Just so you know, over the 5 lessons so far, we have covered Gauss (extrinsic geometry), Riemann (the metric), Minkowski (d(tau)^2 products), Ricci-Curbastro/Levi-Civita (covariant calculus) and now Christoffel (forces in tensors). Einstein has yet to rate a mention. The field equations (later) came from Hilbert who was himself working on gravitation.

Anything we don't understand is boring. It's the same reason that a lot of women don't like football.

women understand football. they just don't see any sence in watching it.

True but my case is not against women but rather my case is that we often dismiss what we do not understand as "boring". We value what is instantaneously stimulating more than patience and learning and self discovery.

wow....these are most excellent!!! I wish I saw these at the beginning of the year....sitting my relativity exam next week!! thankyou prof susskind!! excellent.....everyone should know about these lectures!!!

I'm confused about one point.
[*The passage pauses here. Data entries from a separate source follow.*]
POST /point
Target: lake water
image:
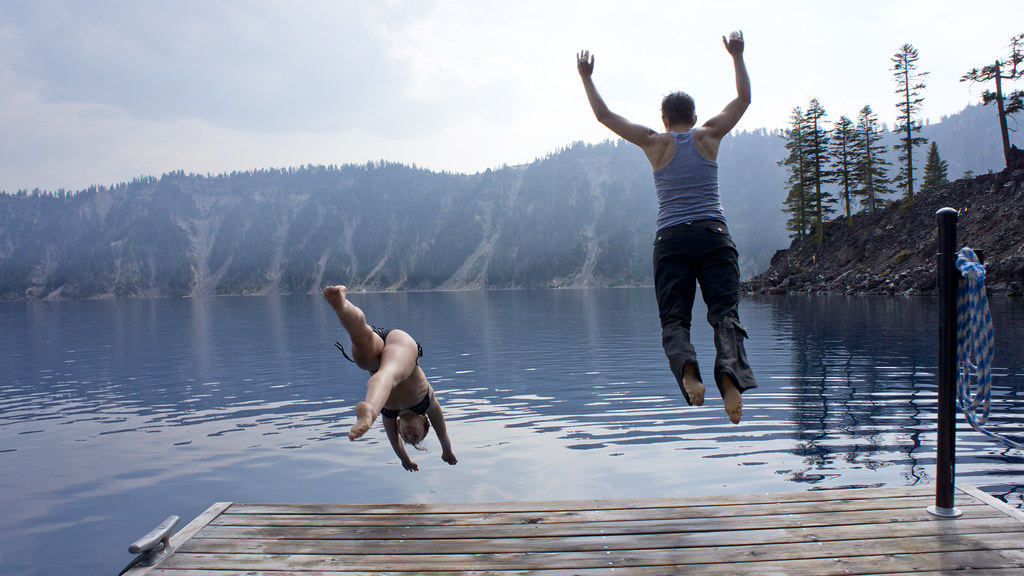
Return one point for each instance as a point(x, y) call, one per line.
point(116, 414)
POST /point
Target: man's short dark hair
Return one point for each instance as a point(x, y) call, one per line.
point(678, 108)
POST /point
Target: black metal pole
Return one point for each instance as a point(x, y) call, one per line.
point(946, 451)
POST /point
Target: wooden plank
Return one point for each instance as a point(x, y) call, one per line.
point(245, 517)
point(683, 525)
point(980, 496)
point(595, 543)
point(868, 532)
point(665, 563)
point(622, 503)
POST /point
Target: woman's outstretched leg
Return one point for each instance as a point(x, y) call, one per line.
point(367, 345)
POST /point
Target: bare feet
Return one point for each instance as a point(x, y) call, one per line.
point(691, 381)
point(730, 397)
point(364, 419)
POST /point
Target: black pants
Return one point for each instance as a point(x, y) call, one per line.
point(684, 255)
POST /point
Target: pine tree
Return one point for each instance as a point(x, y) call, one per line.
point(870, 169)
point(842, 160)
point(796, 201)
point(908, 87)
point(935, 169)
point(816, 138)
point(1009, 104)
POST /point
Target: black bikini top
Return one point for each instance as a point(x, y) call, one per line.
point(420, 408)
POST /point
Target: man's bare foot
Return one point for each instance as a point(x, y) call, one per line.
point(691, 381)
point(335, 295)
point(732, 400)
point(364, 419)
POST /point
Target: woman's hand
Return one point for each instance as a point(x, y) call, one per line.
point(734, 44)
point(585, 64)
point(449, 457)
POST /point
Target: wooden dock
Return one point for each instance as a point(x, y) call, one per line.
point(833, 532)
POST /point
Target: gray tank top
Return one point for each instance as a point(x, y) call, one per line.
point(687, 186)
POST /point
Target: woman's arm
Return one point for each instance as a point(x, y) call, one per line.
point(437, 421)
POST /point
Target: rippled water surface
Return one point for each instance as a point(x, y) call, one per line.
point(116, 414)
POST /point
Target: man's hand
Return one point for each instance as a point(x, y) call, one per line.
point(585, 64)
point(734, 44)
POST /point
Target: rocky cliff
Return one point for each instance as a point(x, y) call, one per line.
point(892, 251)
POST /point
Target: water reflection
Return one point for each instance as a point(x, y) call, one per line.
point(549, 395)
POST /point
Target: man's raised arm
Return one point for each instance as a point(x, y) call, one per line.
point(635, 133)
point(729, 117)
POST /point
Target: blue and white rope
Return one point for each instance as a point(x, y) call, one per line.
point(975, 345)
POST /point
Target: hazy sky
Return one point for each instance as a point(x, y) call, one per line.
point(100, 91)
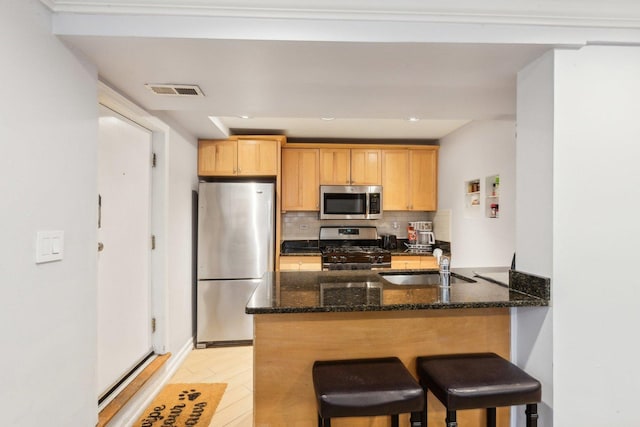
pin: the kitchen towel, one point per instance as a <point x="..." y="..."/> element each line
<point x="183" y="405"/>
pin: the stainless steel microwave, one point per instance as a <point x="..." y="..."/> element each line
<point x="350" y="202"/>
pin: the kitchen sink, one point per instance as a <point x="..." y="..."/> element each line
<point x="421" y="278"/>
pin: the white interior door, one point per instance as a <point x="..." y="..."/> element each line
<point x="124" y="288"/>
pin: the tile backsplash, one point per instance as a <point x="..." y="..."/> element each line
<point x="306" y="225"/>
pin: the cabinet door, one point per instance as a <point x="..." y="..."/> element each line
<point x="405" y="262"/>
<point x="217" y="158"/>
<point x="429" y="262"/>
<point x="395" y="180"/>
<point x="366" y="167"/>
<point x="300" y="263"/>
<point x="300" y="188"/>
<point x="257" y="157"/>
<point x="423" y="167"/>
<point x="334" y="166"/>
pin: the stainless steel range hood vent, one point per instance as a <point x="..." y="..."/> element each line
<point x="174" y="89"/>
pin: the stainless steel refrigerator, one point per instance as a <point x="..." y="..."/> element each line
<point x="236" y="233"/>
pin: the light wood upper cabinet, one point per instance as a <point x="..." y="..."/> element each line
<point x="238" y="157"/>
<point x="300" y="263"/>
<point x="258" y="157"/>
<point x="395" y="180"/>
<point x="423" y="170"/>
<point x="409" y="179"/>
<point x="366" y="167"/>
<point x="344" y="166"/>
<point x="335" y="166"/>
<point x="217" y="158"/>
<point x="300" y="187"/>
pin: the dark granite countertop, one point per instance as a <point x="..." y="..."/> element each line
<point x="350" y="291"/>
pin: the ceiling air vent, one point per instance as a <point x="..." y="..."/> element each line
<point x="174" y="90"/>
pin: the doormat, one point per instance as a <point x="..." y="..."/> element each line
<point x="180" y="405"/>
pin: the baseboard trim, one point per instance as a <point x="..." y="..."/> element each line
<point x="143" y="391"/>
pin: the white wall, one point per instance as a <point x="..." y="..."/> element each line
<point x="182" y="179"/>
<point x="596" y="187"/>
<point x="48" y="146"/>
<point x="578" y="156"/>
<point x="532" y="346"/>
<point x="478" y="150"/>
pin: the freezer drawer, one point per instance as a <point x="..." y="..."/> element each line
<point x="221" y="317"/>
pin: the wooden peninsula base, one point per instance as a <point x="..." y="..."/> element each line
<point x="286" y="345"/>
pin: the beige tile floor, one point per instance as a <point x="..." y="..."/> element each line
<point x="230" y="365"/>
He says that the word covariant in covariant derivative has nothing to do with covariance as in covariant tensor. But I understand that taking the covariant derivative of a tensor yields a tensor with one more covariant indice; increasing the rank of the tensor by one. He has totally avoided this notion by using del ?? I am used to the comma notation.

methinks del is the same as using the comma

This is really a very generous gift to the community of those interested in learning. Thank you for posting these videos, professor!

mez lernd lots tank ya vry moch!

lol...I thought the tracker was broken...o.o Because the video is so long. xD

Is it true, that you can actually represent any visual object as a mathematical equation???

i think this is stupid question...

THANKS FOR THESE VIDEOS

He sounds like Christopher Walken!!!

thanks 4 postin' these videos

Thank you for giving me a view into a world I've had an interest in since my undergraduate days but have never had the time to study seriously. Your Physics Videos are a real joy and I might add, a powerfull motivator. Thanks again.

are you nuts?there is a on hour video!

Thank you for posting these. I have been learning this on my own and missed some of the basic ideas. Please post the rest, I really thank you for posting these.

The few ideas I missed by learning on my own were conceptual Ideas that really make a big change in how I Understand GR.

Thanks again !!!!

thank you for these videos, could you please please please please upload the rest. thanks once again

I'm looking forward to seeing the remaining videos once they get uploaded!